Reference Tools

AI Developer Tools: A Practical Guide

The methodology is only half the story. You also need to know what to install, what to pay for, and how to configure it. This guide covers the complete AI tool landscape for developers.


Part 1: The Landscape

AI developer tools fall into four categories. Each serves a different part of your workflow, and the best setup usually combines tools from two or three categories.

Chat Interfaces — Thinking & Planning
Claude.ai
ChatGPT
Gemini
Editor Integration — Writing & Editing Code
Cursor
GitHub Copilot
Windsurf
Cline / Roo Code
CLI & Terminal — Agentic Workflows
Claude Code
Aider
GitHub Copilot CLI
APIs & Build Tools — Automation & Custom Pipelines
Anthropic API
OpenAI API
Google AI API
CI/CD Integration

The key insight: these categories are not alternatives to each other. A chat interface for design and planning, an editor integration for writing code, and a CLI tool for large refactors — that's a complete workflow, not redundancy.

The Tool Selection Principle

Choose tools based on the type of work, not brand loyalty. Use a chat interface when you need to think. Use an editor integration when you need to write. Use a CLI tool when you need to act across many files. Use an API when you need to automate.


Part 2: Chat Interfaces

Chat interfaces are where you do the thinking work: designing architectures, planning features, debugging complex problems, reviewing code, and learning new concepts. You paste code in, describe your problem, and have a conversation.

Claude.ai

Claude is the recommended primary chat interface for development work. Here's why, practically:

Best for: Architecture design, code review, debugging complex issues, generating tests, learning new frameworks, planning features, writing documentation.

Cost: Free tier available. Pro plan ($20/month) gives significantly more usage and access to the most capable models. Team and Enterprise plans available.

Pro Tip: Claude Projects for Your Codebase

Create a Claude project for each major project you work on. Upload your types file, your conventions document, and key architectural decisions. Set project instructions like "Always use TypeScript strict mode. Follow Result type pattern for errors. Use Vitest for tests." Every conversation in that project inherits this context automatically — no more re-pasting conventions.

ChatGPT

OpenAI's ChatGPT was the first mainstream AI chat interface and has the largest user base. Its strengths and trade-offs:

Best for: Quick questions about popular frameworks, exploring topics with web search, visual prototyping, and tasks where you want a second opinion from a different model.

Cost: Free tier available. Plus plan ($20/month) for more capable models and higher usage limits.

Google Gemini

Google's Gemini has a massive context window and tight integration with the Google ecosystem:

Best for: Analyzing very large codebases, working within the Google ecosystem, image-based tasks like reading whiteboard diagrams.

Cost: Free tier available. Advanced plan ($20/month) for the most capable models.

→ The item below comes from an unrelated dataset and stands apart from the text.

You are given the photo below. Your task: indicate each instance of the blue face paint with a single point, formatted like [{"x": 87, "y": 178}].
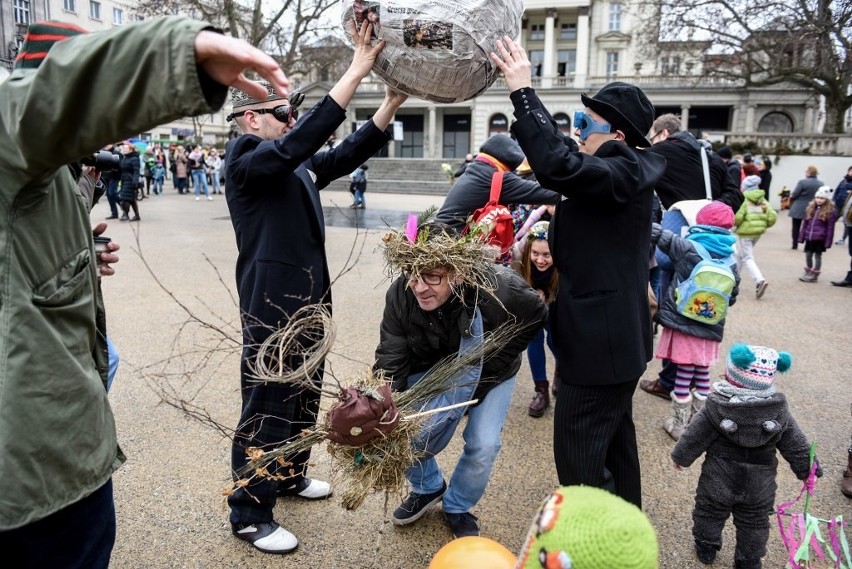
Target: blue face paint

Which Chat Interface to Start With

If you're picking one: start with Claude.ai Pro. The combination of code quality, context window, projects, and honest uncertainty handling makes it the strongest option for daily development work. Use ChatGPT as a second opinion when you want to cross-reference an answer or need web search. Use Gemini when you need to process very large documents.


Part 3: Editor Integration

Editor integrations put AI inside your code editor — autocomplete suggestions, inline chat, and in some cases full agentic editing. This is where AI participates in the actual writing of code, not just the planning.

Cursor

Cursor is a fork of VS Code rebuilt around AI. It's the most popular AI-native editor and the one most developers should try first.

Best for: Developers who want AI deeply integrated into their editing flow. Particularly strong for rapid prototyping and feature implementation.

Cost: Free tier (limited). Pro ($20/month) for full usage. Business ($40/month) for teams.

Pro Tip: Cursor Rules File

Create a .cursorrules file in your project root with your conventions, preferred patterns, and technology-specific instructions. Cursor reads this file automatically and applies it to all AI interactions in the project. This is the equivalent of Claude's project instructions but for your editor.

GitHub Copilot

The original AI coding assistant, now available as a VS Code extension, JetBrains plugin, and in other editors.

Best for: Developers already in the GitHub ecosystem, JetBrains users, and anyone who wants AI assistance without switching editors.

Cost: Free tier (limited). Individual ($10/month). Business ($19/month).

Windsurf

Another AI-native editor (also forked from VS Code), with a focus on agentic workflows — AI that takes multi-step actions across your codebase.

Best for: Developers who want AI to take more autonomous action — creating files, running commands, and executing multi-step workflows.

Cost: Free tier available. Pro plan for higher usage.

Cline / Roo Code (VS Code Extensions)

If you want to stay in standard VS Code but add agentic AI capabilities, Cline (and its fork Roo Code) are open-source extensions that bring autonomous coding to your existing editor.

Best for: Developers who want agentic AI without leaving VS Code or paying for a separate editor, and those who prefer bring-your-own-key flexibility.

Cost: Free (open source). You pay for the API usage of whichever model you connect.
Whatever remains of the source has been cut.